Designing a Group Essay Assignment in the Age of AI

Yuzuru Kumon
Department of Economics
The University of Manchester

Published April 2026

Context
Designing the Guidance
Redesigning the Assignment
Conclusions
References

Context

I teach an undergraduate module in economic history with a large group essay component (60% of the grade). This was a challenge in the context of the rapid adoption of Generative AI (from here on referred to as “AI”). This was a third-year undergraduate course with over 70 students. The group essay involved students forming groups of 3-4 of their own choosing and writing 3,000 words by the end of the semester. Students could choose any question in economic history, allowing me to cater to a diverse set of interests. Since students wrote their essays at home, there was a clear concern about the use of AI which affects the credibility of assessments. When I first taught this in the Spring of 2025, it had been less than 3 years since the release of ChatGPT in November 2022. I was caught in a moment of transition with inconsistent and fragmented guidance within Manchester and the profession (Chaudhury et. al., 2025; Cortinhas et. al., 2025). Therefore, my colleagues and students were still in the process of learning this technology. Yet the course lacked any guidance on how to incorporate this technology.

There were clear challenges to continuing the group essay. In my first year of teaching the course, I found that average essays had implausibly good writing but lacked engagement with specific evidence related to the students' chosen topic. I also found hallucinated references in some essays that proved the use of AI. With some personal tinkering, I found the lack of intellectual depth in specific topics a common feature of AI. Fortunately, it remains difficult to plagiarize with AI and to write anything beyond a poor essay which gave me room for maneuver.

Nonetheless, I was keen to teach a course that required research-based active learning due to the benefits of learning based on use/invention of concepts rather than memory (Bain, 2021). This is especially important within the context of economics departments where research-based long-form essays constitute a shrinking share of assignments (Watts & Schaur. 2011; Harter et. al., 2021). A further benefit was to teach students AI skills that are now in demand at work among highly skilled professionals (Chatterji et. al., 2025) including among economists (Nassehi et. al., 2025). However, I received some pushback from colleagues who believed take-home assignments were redundant due to AI.

[T]he most powerful teaching moments came from a tutorial where we analyzed the answer given by AI to a question based on the assigned readings.

Designing the Guidance

The new central concept behind the essay assignment was to embrace AI. I would adapt the guidance to help students use AI to enhance learning while safeguarding them against misuse. Considering surveys show students continue to use AI even if it is prohibited, this seems the most prudent approach (Bharadwaj, 2023). Ideally, students would learn the most essential employability skill which is the “meta-competence of learning to learn with GenAI” according to a recent study by economists (Nassehi et. al., 2025). Instead of staying passive about AI usage, students were strongly encouraged to use AI. The expectation was that the average essay quality would be above those of previous cohorts.
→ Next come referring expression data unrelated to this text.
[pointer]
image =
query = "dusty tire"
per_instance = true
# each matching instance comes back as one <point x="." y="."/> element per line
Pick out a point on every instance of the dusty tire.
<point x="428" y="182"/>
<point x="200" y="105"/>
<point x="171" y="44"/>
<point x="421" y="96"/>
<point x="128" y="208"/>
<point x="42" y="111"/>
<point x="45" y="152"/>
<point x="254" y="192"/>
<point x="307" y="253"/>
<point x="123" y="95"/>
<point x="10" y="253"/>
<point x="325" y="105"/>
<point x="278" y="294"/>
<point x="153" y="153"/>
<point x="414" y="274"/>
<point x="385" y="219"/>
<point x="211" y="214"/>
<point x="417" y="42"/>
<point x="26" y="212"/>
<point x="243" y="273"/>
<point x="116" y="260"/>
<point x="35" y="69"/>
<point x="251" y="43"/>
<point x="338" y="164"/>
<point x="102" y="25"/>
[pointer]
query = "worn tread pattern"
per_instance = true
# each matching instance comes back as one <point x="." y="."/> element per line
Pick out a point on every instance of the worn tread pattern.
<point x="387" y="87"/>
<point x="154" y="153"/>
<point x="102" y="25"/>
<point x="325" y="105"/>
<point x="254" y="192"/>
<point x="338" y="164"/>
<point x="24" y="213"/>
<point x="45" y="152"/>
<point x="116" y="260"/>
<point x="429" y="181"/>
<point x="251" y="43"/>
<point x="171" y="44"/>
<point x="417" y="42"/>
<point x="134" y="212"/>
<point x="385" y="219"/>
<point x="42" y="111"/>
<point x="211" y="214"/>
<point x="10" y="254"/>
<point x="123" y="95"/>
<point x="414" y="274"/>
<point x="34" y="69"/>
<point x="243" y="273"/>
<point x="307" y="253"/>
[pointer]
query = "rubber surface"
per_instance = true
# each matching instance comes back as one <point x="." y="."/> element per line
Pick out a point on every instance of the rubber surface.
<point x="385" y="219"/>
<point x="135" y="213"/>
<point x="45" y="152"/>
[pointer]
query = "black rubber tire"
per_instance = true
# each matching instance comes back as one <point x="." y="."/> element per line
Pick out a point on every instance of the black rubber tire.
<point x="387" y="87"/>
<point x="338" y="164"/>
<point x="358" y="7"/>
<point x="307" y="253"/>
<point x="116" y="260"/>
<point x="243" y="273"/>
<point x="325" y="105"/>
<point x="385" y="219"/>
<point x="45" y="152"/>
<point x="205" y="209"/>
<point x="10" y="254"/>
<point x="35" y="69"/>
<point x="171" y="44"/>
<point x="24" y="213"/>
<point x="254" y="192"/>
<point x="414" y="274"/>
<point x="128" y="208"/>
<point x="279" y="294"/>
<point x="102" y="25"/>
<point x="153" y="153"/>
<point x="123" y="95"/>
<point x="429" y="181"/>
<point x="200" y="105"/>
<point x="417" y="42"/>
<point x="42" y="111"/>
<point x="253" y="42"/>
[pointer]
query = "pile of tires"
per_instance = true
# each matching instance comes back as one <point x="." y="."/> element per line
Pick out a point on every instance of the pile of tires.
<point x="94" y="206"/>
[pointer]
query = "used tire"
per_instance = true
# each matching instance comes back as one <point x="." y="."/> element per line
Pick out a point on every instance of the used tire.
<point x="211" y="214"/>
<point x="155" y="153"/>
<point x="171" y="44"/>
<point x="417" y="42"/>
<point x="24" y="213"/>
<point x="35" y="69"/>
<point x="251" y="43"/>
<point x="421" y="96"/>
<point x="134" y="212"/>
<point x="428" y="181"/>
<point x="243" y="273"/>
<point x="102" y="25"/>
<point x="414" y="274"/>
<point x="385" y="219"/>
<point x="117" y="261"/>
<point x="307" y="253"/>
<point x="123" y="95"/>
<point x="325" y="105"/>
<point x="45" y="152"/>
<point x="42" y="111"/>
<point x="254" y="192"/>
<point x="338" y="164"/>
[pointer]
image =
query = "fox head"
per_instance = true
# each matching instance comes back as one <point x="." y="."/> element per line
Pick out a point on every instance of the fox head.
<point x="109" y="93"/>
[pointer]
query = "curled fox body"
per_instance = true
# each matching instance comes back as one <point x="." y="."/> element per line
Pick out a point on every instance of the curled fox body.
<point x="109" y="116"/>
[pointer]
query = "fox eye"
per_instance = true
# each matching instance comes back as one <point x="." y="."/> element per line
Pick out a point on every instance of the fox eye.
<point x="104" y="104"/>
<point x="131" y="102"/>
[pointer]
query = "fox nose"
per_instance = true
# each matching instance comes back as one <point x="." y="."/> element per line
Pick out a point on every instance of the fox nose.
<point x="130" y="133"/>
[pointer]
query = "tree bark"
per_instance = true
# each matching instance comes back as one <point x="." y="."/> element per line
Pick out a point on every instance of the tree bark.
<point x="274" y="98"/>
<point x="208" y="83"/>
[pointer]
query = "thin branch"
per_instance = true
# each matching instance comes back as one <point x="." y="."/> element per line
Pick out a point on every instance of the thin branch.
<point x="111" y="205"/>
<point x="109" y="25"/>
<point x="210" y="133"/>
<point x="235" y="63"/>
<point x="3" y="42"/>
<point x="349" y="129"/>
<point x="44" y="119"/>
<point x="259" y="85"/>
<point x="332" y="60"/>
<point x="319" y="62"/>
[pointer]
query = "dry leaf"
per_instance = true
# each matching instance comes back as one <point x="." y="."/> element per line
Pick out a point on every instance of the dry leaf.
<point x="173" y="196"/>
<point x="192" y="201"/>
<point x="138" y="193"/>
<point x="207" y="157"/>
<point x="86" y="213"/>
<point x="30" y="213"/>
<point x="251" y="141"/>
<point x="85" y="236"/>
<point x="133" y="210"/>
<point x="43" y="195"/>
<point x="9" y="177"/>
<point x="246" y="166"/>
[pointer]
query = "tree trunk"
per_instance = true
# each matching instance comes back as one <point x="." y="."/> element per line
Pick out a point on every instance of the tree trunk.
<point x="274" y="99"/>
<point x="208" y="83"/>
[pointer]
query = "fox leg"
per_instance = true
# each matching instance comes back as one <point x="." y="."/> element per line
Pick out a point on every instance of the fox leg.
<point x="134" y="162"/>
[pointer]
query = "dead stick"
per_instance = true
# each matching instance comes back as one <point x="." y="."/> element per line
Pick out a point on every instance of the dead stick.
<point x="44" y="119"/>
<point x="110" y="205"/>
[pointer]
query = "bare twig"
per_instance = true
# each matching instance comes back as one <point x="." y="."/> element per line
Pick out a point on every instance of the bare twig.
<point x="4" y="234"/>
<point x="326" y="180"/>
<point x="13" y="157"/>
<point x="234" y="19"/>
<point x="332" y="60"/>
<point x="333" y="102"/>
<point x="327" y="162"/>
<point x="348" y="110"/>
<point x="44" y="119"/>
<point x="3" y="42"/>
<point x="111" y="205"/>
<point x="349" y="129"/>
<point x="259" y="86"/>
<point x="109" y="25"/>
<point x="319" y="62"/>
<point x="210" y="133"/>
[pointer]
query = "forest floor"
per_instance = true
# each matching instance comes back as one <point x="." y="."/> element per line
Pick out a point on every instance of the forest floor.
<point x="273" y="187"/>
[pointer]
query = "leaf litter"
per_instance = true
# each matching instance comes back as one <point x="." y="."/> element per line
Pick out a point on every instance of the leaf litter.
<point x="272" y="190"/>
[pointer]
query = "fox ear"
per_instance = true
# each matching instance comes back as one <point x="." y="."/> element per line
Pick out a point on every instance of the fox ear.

In the first lecture, I introduced the group essay and framed AI as a tool that must be used to enhance learning. To give guidance on ethical usage, I introduced the FEAL principles following the recommendation by Slade et. al. (2025). AI should be used if it was Faster relative to working without AI, Ethical (i.e. not plagiaristic), Accurate (i.e. check the AI’s work), and improved Learning. More intuitively, I explained that students need to “be in control” when using AI and the final essay must reflect their own critical thinking, not that of AI. If they were not in control, it was plagiarism.

I used these principles over the University of Manchester’s policies in the AI hub (Transparency, Accountability, Competence, Responsible Use, and Respect), because words such as “competence” and “respect” lack operational clarity, a problem seen across a wide range of universities (Chaudhury et. al., 2025). Nonetheless, I made sure that my guidance was in line with that of the university.

I next followed up with a class discussion where we shared recommendation on prompts with others. I strongly encouraged two specific uses of AI. First, they should use AI for essay feedback in addition to peer-to-peer feedback as recommended by Sperber et. al. (2025). Second, they should use AI to check spelling or grammar mistakes. This was especially suitable for those with relatively low proficiency in English. Since many students were international students, some of whom were vocal about concerns in essay writing, this also made the course more welcoming and inclusive.

Finally, the most powerful teaching moments came from a tutorial where we analyzed the answer given by AI to a question based on the assigned readings. As a group, we analyzed the answer and identified errors and superficial elements of the essay. Given the students were already armed with specialist knowledge from their readings, the students quickly realized that while the prose sounded competent, it lacked depth and historical evidence. I then asked the student to grade the essay. Most students gave the essay a grade that was well below 60. This often translated into a “satisfactory” or “fail” grade. This had a profound effect on students who discovered the limits of AI.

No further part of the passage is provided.